Die „verunglückte“ Person wurde bei der Übung gesichert und auf eine Trage gezogen. Foto: Feuerwehr Weil am Rhein

Die Minusgrade der vergangenen Tage machte sich die Feuerwehr Weil am Rhein zunutze: Sie erprobte die Bergung eines ins Eis eingebrochenen Verunglückten.

Aufgrund der länger andauernden Minusgrade hat sich der Feuerwehr Weil am Rhein in der vergangenen Woche eine seltene Übungsmöglichkeit geboten.

 

Die Teiche im LGS-Gelände hatten eine gefrorene Oberfläche und so konnte die Eisrettung als praktische Übung realistisch umgesetzt werden, berichtet Gerold Engler, der Feuerwehr-Pressesprecher auf Nachfrage dieser Zeitung.

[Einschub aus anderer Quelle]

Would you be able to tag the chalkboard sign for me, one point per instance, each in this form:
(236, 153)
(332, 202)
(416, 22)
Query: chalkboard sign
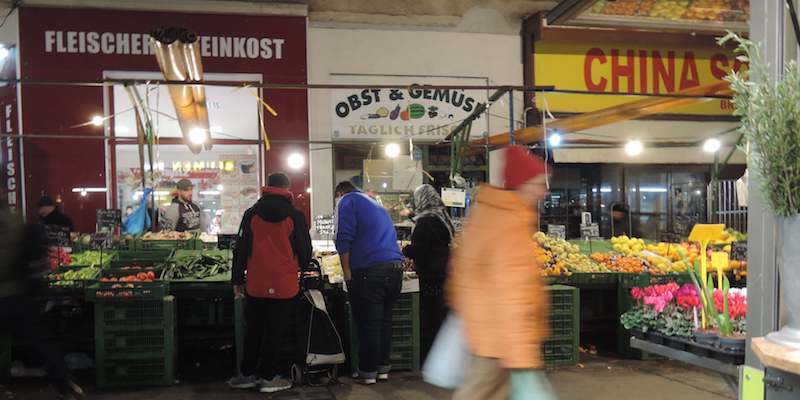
(670, 237)
(56, 235)
(108, 219)
(590, 231)
(739, 251)
(557, 231)
(102, 240)
(226, 241)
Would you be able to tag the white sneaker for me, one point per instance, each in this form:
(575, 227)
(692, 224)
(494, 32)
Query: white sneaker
(243, 382)
(276, 384)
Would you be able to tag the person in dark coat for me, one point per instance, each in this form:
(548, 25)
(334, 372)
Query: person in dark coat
(23, 264)
(430, 250)
(51, 215)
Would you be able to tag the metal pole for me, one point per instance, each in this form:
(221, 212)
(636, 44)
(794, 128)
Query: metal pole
(511, 124)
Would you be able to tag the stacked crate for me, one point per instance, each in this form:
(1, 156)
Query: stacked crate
(135, 342)
(563, 346)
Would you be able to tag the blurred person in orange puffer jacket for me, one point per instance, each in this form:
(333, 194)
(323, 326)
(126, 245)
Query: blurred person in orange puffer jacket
(495, 285)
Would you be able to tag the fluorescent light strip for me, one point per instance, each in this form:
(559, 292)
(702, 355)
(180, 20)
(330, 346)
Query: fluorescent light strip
(89, 190)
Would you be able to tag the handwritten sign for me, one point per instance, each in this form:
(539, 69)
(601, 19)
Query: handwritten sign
(108, 219)
(324, 225)
(590, 231)
(56, 235)
(226, 241)
(557, 231)
(739, 251)
(102, 240)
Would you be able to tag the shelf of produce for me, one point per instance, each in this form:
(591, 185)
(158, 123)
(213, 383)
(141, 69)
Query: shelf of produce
(685, 356)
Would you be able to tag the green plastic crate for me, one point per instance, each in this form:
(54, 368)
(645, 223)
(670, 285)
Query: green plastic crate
(563, 345)
(135, 343)
(406, 342)
(136, 372)
(133, 315)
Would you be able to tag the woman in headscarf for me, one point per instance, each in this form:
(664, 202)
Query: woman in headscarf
(430, 250)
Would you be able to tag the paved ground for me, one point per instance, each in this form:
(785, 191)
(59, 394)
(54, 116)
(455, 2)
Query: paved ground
(596, 379)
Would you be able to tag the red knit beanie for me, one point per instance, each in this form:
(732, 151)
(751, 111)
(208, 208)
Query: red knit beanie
(521, 166)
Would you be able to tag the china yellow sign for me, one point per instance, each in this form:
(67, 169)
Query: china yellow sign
(628, 69)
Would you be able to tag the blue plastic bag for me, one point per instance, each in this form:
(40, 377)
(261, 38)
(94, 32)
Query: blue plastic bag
(531, 385)
(449, 356)
(139, 220)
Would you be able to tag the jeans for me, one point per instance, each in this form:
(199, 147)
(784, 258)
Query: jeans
(373, 294)
(269, 346)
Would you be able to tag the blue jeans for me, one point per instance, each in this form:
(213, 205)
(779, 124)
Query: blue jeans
(373, 294)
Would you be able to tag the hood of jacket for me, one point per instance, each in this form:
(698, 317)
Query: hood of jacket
(275, 204)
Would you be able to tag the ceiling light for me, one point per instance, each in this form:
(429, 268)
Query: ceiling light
(392, 150)
(296, 161)
(634, 148)
(197, 136)
(711, 145)
(555, 140)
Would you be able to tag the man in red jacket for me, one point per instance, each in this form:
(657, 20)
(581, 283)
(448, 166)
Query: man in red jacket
(273, 245)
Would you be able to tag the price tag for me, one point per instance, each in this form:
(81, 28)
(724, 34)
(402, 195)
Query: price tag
(590, 231)
(108, 219)
(324, 226)
(557, 231)
(102, 240)
(57, 236)
(454, 197)
(226, 241)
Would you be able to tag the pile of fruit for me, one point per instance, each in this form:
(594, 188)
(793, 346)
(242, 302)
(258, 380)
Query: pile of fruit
(91, 258)
(198, 266)
(148, 276)
(559, 257)
(167, 235)
(628, 246)
(620, 263)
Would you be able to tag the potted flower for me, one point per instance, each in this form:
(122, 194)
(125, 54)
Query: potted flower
(769, 110)
(707, 333)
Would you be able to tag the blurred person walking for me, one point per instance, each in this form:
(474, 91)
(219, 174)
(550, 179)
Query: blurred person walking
(23, 265)
(372, 264)
(495, 286)
(430, 250)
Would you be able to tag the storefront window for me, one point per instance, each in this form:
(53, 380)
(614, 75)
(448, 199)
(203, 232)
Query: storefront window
(226, 180)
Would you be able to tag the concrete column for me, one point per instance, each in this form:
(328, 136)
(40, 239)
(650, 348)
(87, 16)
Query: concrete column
(770, 26)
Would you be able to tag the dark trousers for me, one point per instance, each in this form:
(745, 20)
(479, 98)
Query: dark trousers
(21, 315)
(433, 311)
(373, 294)
(269, 330)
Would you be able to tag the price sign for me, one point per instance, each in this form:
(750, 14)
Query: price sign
(454, 197)
(739, 251)
(56, 235)
(557, 231)
(670, 237)
(226, 241)
(108, 219)
(324, 226)
(590, 231)
(102, 240)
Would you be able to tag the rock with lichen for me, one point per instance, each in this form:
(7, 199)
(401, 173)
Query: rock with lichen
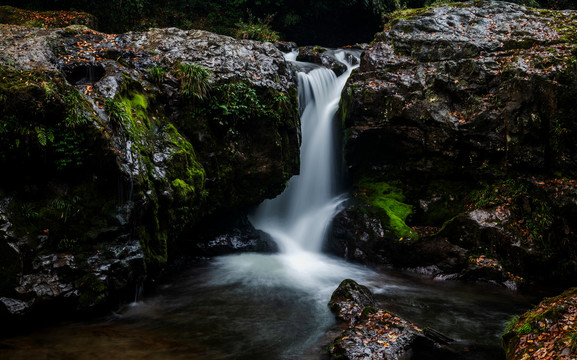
(373, 333)
(128, 141)
(458, 127)
(548, 331)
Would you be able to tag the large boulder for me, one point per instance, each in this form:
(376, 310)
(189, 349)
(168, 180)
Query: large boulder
(128, 141)
(547, 331)
(373, 333)
(458, 127)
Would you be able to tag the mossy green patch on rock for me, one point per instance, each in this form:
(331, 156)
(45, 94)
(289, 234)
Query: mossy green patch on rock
(546, 331)
(389, 198)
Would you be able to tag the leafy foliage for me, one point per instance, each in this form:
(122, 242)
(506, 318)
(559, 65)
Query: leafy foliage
(257, 29)
(157, 74)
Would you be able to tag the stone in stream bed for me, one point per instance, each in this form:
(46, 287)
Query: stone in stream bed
(373, 333)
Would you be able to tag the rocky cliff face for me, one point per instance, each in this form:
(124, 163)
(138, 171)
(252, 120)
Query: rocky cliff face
(459, 127)
(116, 146)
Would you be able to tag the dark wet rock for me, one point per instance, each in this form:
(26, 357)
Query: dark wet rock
(51, 19)
(286, 47)
(122, 165)
(374, 333)
(545, 332)
(362, 236)
(239, 235)
(468, 109)
(321, 56)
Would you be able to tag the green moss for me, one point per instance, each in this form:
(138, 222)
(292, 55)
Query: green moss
(92, 291)
(389, 198)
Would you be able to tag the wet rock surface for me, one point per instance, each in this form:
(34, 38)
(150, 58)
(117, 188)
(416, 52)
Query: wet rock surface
(457, 139)
(546, 331)
(373, 333)
(123, 161)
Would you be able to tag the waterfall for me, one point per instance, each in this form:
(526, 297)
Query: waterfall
(298, 218)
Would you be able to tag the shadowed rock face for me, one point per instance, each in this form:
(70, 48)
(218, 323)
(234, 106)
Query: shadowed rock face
(373, 333)
(458, 127)
(122, 160)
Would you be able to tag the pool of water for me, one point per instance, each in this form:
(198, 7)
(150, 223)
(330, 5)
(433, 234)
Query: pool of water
(270, 307)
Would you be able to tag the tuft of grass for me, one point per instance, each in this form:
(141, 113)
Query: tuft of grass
(257, 29)
(195, 80)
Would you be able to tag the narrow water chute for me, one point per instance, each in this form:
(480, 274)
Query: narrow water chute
(299, 217)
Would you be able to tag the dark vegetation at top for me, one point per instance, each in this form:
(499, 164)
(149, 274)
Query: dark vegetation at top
(325, 22)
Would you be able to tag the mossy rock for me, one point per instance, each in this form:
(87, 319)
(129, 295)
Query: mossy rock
(390, 199)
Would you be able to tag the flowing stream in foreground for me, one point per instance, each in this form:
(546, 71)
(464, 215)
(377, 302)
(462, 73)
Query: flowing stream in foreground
(274, 306)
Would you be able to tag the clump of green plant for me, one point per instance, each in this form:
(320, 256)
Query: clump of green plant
(573, 342)
(389, 198)
(257, 29)
(74, 115)
(157, 74)
(496, 194)
(195, 80)
(116, 111)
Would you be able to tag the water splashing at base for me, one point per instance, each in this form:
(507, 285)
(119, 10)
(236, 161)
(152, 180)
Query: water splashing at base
(298, 218)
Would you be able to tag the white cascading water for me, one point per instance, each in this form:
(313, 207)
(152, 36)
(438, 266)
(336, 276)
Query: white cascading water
(298, 218)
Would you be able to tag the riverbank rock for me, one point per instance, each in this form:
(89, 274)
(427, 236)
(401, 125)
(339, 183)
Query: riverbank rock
(373, 333)
(117, 146)
(548, 331)
(458, 127)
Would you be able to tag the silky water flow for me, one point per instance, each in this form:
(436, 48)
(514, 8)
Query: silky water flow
(274, 306)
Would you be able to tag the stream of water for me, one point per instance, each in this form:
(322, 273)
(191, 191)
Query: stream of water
(255, 306)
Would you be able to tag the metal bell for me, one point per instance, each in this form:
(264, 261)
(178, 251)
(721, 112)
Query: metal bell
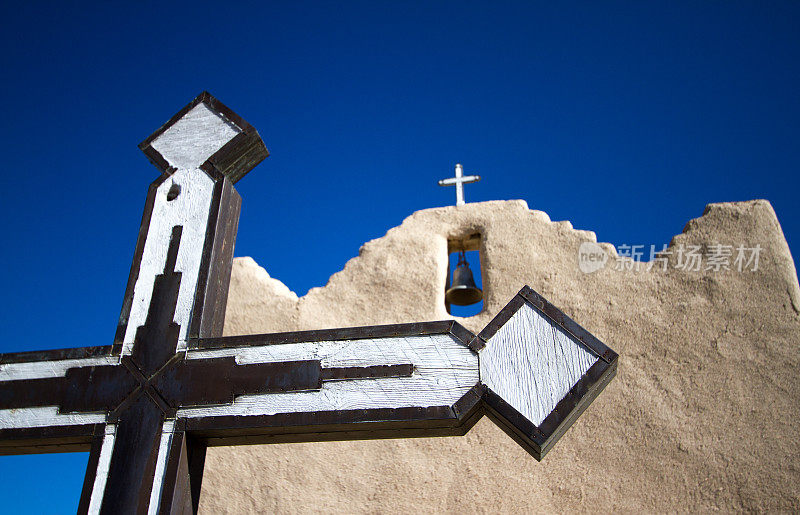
(463, 291)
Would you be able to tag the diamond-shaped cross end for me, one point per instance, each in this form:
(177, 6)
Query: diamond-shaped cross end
(540, 371)
(206, 134)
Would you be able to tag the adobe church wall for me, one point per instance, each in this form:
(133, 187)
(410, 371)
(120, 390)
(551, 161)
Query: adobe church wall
(702, 415)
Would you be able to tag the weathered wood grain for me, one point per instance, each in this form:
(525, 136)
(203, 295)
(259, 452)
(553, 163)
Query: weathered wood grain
(532, 363)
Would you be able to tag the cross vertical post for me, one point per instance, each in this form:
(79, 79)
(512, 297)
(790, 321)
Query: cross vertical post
(459, 181)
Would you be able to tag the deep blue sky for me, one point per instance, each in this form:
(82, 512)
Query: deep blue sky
(626, 118)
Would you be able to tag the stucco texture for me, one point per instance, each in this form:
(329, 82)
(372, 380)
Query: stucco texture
(702, 415)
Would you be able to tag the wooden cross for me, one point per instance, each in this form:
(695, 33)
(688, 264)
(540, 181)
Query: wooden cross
(147, 406)
(459, 180)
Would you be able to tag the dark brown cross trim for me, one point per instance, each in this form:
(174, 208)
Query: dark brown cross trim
(157, 399)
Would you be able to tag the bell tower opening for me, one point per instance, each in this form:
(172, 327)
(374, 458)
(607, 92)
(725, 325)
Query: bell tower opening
(463, 292)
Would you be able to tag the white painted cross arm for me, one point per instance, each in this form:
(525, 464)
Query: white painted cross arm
(206, 134)
(532, 370)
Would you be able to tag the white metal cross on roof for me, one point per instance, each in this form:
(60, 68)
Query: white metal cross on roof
(459, 180)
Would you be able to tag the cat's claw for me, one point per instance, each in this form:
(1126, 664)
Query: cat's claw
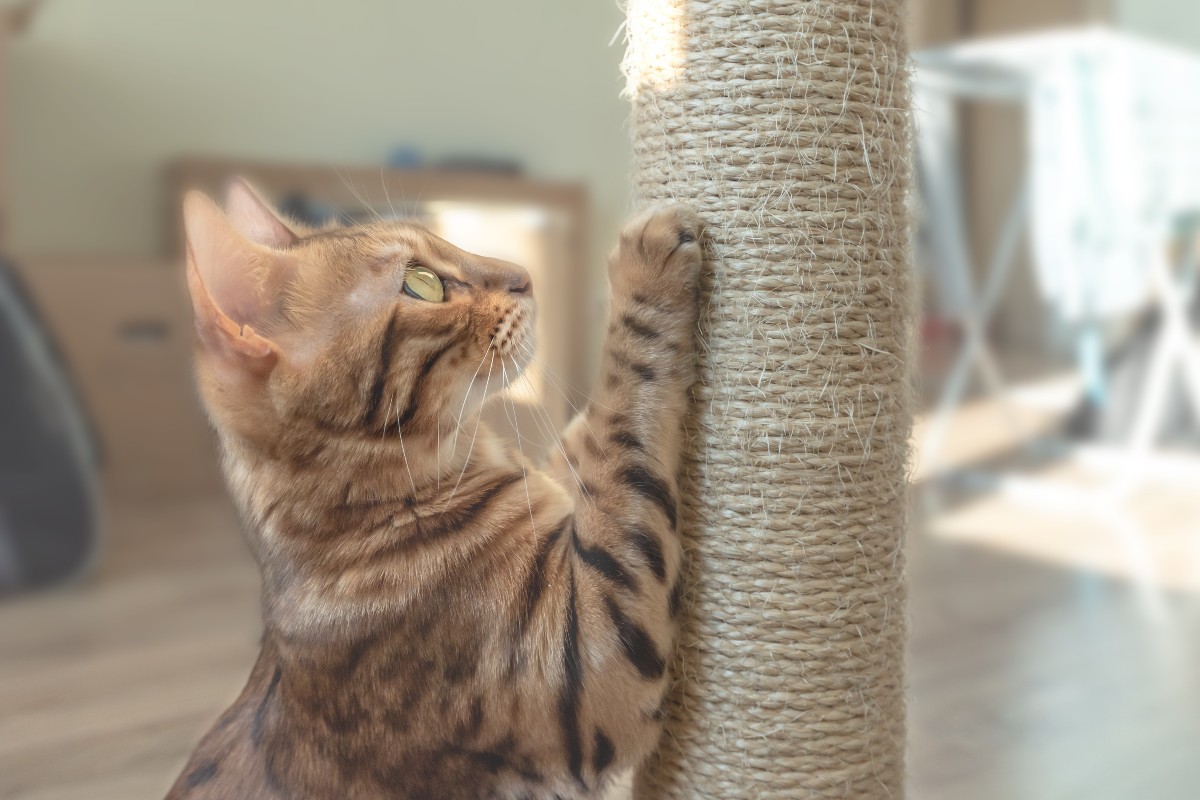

In dem Szenario war eine Person übers Eis gelaufen und eingebrochen. Bei Eintreffen der Einsatzkräfte sei die erste Maßnahme das Auswerfen einer Wurfleine gewesen, an welcher sich die Person festhalten konnte, beschreibt Engler die Situation, mit der dei Einsatzkräfte konfrontiert wurden.

Umgehend machte sich ein Feuerwehrangehöriger ausgerüstet zur Eisrettung mit Trage und Leiter auf dem Weg übers Eis zur Person.

Vorsichtig bewegt sich der Retter auf dem Eis voran. Foto: Feuerwehr Weil am Rhein

Er habe sich dabei auf der Leiter und der Trage vorwärts bewegt, um so das eigene Gewicht auf mehr Fläche zu verteilen, führt Engler aus.

Er verteilt dabei sein Gewicht auf Trage und Leiter. Foto: Feuerwehr Weil am Rhein

Die verunglückte Person wurde zunächst gesichert, dann auf die Trage gezogen und anschließend per Seil von den anderen Einsatzkräften zur weiteren Versorgung ans Ufer gezogen.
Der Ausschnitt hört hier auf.